In his theory about the three faces of power, Steven Lukes argues that the manifestation of power is internalised, ingrained within individuals. As a consequence of the internalisation of a particular belief system—which, in this regard, is the intellectual correctness of the teacher as well as the intellectual inferiority of the students—the students do not protest or raise objections to such an authoritarian academic environment. On the contrary, in the Western universities, professors treat students as intellectual peers.
Liberal arts and humanities are the backbone of any civilisation as these produce thinkers who shape or create a society. Thus, the curricula of our universities need to be intellectually challenging to produce great thinkers and scholars. However, instead of grounding students in solid theoretical knowledge for better understanding and critical analysis, our liberal arts and social sciences education is centred exclusively on factual scholarly literature which does not provide nourishment for the intellect. Education at the undergraduate and postgraduate levels is still based on traditional lectures, rather than seminar sessions.
Moreover, even at the more accepted public universities, with the exception of a few departments, writing term papers are not mandatory for the students. Term papers or essays help develop critical and analytical skills as well as writing skills that are essential in the workplace.
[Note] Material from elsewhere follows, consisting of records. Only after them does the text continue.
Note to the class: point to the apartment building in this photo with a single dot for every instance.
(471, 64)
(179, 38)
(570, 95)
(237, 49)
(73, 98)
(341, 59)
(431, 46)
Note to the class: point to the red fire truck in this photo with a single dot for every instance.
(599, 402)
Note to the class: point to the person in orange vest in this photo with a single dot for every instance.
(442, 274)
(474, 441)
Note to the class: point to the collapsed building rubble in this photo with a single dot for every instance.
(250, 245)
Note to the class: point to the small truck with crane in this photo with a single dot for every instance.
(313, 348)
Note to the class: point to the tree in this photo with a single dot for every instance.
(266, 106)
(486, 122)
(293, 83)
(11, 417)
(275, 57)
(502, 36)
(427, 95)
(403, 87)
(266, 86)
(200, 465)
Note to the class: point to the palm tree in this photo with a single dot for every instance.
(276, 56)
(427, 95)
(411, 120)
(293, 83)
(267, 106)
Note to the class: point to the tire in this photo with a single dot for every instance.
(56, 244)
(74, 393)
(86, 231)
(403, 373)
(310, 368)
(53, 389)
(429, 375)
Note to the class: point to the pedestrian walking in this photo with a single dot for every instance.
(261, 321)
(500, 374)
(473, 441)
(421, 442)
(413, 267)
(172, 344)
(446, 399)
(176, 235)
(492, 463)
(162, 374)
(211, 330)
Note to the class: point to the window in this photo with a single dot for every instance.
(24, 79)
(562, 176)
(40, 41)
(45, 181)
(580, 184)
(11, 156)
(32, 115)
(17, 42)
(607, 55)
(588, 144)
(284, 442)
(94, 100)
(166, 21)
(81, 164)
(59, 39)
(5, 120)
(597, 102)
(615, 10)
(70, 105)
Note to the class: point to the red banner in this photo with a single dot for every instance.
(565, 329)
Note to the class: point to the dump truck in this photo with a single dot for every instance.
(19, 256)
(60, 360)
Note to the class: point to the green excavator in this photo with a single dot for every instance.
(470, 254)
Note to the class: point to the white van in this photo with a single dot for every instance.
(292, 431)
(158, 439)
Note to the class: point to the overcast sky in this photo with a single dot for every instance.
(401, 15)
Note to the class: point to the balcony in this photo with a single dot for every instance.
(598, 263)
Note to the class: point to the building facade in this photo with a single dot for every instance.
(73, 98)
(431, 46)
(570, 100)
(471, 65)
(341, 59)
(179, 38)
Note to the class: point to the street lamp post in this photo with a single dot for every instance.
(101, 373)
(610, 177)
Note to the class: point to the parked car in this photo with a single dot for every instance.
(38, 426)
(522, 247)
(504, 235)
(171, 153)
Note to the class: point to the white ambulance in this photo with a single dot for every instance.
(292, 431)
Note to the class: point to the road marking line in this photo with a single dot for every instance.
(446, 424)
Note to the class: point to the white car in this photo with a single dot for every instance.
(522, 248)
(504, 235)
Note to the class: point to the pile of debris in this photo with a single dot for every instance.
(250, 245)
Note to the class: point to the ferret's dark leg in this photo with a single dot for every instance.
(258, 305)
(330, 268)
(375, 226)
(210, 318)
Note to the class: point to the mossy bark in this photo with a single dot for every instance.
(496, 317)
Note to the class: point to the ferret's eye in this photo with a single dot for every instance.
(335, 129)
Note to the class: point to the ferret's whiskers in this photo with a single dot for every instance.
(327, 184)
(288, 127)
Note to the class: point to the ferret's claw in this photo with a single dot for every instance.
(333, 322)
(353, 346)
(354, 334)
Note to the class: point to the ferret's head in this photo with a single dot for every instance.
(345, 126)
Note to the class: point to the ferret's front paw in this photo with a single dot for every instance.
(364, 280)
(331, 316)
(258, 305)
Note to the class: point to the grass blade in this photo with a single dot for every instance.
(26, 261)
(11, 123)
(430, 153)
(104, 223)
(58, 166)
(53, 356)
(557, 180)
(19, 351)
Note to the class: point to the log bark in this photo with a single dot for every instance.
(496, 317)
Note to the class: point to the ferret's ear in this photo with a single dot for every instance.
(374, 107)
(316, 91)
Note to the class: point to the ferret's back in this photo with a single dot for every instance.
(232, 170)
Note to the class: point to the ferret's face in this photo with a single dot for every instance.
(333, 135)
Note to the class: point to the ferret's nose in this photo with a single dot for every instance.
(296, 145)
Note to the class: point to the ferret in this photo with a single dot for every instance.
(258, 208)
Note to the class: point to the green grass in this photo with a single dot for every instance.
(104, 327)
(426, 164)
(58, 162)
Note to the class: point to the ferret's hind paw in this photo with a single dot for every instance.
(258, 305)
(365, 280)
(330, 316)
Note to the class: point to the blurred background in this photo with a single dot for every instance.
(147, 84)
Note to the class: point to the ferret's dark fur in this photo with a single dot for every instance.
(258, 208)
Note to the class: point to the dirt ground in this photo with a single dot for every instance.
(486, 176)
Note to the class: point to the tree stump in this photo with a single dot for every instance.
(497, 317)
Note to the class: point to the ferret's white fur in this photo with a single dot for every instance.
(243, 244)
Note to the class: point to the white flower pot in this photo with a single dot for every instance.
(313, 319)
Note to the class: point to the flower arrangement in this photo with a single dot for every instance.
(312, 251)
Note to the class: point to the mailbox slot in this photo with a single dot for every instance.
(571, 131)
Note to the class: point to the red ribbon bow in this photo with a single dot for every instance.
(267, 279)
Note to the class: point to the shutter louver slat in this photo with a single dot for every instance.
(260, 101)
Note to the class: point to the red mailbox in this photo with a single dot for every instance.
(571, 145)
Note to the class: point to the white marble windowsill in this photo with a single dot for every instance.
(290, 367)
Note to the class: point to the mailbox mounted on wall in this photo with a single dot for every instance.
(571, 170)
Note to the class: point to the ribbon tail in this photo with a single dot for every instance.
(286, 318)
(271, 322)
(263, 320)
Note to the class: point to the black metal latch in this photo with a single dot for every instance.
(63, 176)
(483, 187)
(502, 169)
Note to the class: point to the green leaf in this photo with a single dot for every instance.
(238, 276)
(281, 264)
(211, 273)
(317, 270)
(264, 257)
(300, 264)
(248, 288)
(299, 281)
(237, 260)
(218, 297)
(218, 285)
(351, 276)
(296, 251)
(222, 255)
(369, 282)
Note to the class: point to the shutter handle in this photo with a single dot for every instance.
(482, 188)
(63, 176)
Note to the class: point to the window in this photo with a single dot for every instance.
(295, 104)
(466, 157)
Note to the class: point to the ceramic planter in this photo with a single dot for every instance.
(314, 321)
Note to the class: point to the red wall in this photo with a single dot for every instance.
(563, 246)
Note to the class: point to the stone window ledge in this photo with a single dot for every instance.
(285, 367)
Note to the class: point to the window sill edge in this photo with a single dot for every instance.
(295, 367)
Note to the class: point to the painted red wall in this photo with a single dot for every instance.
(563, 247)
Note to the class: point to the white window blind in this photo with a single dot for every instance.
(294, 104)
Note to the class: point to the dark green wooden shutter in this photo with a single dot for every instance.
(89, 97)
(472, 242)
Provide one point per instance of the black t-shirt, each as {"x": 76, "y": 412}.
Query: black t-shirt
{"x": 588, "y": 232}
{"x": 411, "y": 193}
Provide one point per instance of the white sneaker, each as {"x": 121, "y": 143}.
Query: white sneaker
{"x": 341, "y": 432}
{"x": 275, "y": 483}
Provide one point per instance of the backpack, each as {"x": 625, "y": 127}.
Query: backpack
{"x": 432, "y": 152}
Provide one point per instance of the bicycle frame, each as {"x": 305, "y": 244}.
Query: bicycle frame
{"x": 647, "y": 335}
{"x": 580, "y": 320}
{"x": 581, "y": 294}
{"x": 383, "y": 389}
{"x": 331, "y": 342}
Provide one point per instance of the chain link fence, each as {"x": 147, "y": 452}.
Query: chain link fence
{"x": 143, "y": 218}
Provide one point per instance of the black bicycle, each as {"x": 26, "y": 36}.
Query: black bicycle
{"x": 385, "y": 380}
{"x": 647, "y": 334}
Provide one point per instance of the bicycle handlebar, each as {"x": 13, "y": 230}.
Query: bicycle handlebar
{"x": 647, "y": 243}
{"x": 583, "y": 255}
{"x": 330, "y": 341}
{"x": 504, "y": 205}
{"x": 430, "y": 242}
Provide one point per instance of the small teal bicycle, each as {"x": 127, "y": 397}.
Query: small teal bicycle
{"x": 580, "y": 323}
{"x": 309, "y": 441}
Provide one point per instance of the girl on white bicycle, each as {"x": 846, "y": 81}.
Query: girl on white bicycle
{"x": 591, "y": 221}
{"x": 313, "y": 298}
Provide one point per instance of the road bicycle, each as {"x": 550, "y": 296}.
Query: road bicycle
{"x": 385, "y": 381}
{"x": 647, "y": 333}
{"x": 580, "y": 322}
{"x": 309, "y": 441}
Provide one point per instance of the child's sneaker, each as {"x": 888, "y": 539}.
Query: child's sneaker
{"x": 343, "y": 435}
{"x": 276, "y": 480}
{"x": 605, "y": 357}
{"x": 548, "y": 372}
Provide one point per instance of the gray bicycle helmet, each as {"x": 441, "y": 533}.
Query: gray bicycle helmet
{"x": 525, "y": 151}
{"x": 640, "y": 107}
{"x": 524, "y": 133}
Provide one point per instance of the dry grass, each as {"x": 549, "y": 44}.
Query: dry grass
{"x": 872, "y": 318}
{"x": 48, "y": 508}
On occasions where writing papers are mandatory, students can secure respectable grades through one form of plagiarism or another.
New research suggests that there is a mismatch between skills sought by the employers and skills possessed by the graduates. As a consequence, our education system is creating a class of “educated unemployeds.” This is happening because Bangladesh does not have a culture of hiring Student Assistants who will be engaged in research or other administrative tasks of the universities. They are almost non-existent, with the exception of a few job openings at the libraries, as universities do not invest sufficient funds in research. More research funds need to be allocated to create an intellectual society that would not only create an efficient workforce, but also a more tolerant society.
I think the government can enact a law making it compulsory for the universities—both public and private—to produce quality research that are of national significance. Poor-quality research is the reason Bangladeshi universities are yet to catch up with their Indian or even Pakistani counterparts.
The students might have been successful in removing VAT, but they are yet to acquire a high quality education. One of the crucial steps to attain that reform would be to make the financial information of all universities public in order to ensure the efficient utilisation of funds. In addition, academic institutions must nurture an environment of academic freedom that encourages free thinking both among the academics and the students. In addition, academics must also encourage students to think independently rather than indoctrinating them with their own ideology.
Namia Akhtar is a Masters student of South Asian Studies at Universität Heidelberg, Germany.